The council said the state of the ramp, which is used daily by hundreds of visitors and security personnel, had been of "great concern" for some time.
In October it gave the Western Wall Foundation 30 days to dismantle the ramp and rebuild a permanent replacement, sparking anger in Jordan, which is the custodian of Muslim holy sites in Jerusalem.
In November, Prime Minister Benjamin Netanyahu postponed demolition, over fears it could spark a wave of anti-Israel protests across the Arab and Islamic world.
"The situation in the region is sensitive, therefore I decided that the time is not right to go ahead with it," he told a parliamentary committee, denying reports it was due to pressure from Egypt and Jordan.

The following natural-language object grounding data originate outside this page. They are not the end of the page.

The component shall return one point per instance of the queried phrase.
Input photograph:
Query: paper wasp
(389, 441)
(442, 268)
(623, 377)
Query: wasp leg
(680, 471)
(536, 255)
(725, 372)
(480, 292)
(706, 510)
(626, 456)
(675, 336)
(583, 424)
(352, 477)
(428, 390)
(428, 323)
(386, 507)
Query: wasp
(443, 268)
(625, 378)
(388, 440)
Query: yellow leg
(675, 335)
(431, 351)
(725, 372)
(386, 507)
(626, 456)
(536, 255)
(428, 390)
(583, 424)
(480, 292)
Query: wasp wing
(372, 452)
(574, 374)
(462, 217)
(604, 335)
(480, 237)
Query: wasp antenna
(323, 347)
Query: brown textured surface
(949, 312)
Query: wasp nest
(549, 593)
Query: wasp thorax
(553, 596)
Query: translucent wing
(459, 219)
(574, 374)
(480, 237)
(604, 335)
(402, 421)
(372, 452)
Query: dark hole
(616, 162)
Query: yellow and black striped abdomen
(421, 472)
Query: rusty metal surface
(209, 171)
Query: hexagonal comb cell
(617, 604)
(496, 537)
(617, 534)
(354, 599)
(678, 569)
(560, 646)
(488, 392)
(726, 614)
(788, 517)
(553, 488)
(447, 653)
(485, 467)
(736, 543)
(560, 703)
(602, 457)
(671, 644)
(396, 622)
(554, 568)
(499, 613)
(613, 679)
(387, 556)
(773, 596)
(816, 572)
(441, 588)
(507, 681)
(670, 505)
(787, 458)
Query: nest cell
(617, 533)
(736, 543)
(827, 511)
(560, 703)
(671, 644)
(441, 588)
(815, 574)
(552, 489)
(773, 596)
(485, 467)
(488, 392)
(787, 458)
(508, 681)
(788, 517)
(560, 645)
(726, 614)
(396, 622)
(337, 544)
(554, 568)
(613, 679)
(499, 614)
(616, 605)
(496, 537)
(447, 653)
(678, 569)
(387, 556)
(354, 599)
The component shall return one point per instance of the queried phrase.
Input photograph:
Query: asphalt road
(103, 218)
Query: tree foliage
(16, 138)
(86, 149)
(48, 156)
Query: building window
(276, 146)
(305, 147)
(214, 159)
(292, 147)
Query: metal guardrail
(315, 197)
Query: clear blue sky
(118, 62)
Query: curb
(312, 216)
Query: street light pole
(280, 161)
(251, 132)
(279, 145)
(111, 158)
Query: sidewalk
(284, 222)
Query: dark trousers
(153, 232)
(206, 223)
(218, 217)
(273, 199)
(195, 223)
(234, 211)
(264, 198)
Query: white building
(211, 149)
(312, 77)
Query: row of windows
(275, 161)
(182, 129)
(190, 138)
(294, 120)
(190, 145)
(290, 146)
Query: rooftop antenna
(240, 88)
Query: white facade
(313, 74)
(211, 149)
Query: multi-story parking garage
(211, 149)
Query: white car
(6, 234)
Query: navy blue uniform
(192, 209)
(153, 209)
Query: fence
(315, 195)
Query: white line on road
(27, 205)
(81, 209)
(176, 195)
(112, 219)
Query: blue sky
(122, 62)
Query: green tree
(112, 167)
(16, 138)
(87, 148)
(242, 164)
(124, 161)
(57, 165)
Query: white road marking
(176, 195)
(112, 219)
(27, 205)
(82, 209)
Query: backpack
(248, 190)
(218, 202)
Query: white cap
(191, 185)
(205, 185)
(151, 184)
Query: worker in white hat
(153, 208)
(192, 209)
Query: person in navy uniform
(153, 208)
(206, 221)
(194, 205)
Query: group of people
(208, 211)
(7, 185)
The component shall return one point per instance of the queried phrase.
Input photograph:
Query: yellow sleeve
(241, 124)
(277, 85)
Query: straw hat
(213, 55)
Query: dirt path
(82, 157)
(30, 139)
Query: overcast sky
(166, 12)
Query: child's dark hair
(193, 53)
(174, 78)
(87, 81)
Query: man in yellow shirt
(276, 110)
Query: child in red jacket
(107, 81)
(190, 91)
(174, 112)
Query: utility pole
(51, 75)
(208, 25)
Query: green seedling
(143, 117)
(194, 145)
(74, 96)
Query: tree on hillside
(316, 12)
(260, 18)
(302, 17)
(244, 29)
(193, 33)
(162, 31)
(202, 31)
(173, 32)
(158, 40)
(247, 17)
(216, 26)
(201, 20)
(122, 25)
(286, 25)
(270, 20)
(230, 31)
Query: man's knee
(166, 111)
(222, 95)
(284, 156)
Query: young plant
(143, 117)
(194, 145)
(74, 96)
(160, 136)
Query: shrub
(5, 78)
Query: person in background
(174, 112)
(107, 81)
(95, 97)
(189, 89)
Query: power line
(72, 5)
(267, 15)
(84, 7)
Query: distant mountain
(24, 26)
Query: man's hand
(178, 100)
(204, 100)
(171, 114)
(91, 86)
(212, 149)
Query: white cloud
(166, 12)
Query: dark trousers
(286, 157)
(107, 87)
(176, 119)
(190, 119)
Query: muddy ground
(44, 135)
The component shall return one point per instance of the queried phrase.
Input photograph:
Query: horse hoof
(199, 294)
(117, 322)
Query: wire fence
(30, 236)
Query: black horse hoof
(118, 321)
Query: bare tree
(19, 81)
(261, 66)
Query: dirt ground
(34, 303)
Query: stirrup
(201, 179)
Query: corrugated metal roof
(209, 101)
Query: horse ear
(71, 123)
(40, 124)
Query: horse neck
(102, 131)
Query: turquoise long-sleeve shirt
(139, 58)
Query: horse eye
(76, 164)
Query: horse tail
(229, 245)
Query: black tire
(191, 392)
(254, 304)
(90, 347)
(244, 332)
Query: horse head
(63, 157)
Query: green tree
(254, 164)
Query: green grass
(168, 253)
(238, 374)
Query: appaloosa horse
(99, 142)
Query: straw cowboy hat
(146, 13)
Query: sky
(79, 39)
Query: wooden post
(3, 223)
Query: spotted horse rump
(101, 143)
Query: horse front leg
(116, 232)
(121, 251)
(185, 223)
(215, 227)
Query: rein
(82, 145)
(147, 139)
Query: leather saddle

Jordan's powerful Islamists were quick to respond on Thursday.
"Israel is disregarding all Arab and international warnings," said Hamzeh Mansur, head of the opposition Islamic Action Front party, accusing Israel of pursing a "policy of Judaising the Holy Land."
The plaza which houses the mosque complex is venerated by Jews as the Temple Mount, the site where King Herod's temple once stood before it was destroyed by the Romans in 70 AD. It is the holiest site in Judaism, but Jews are forbidden to worship there.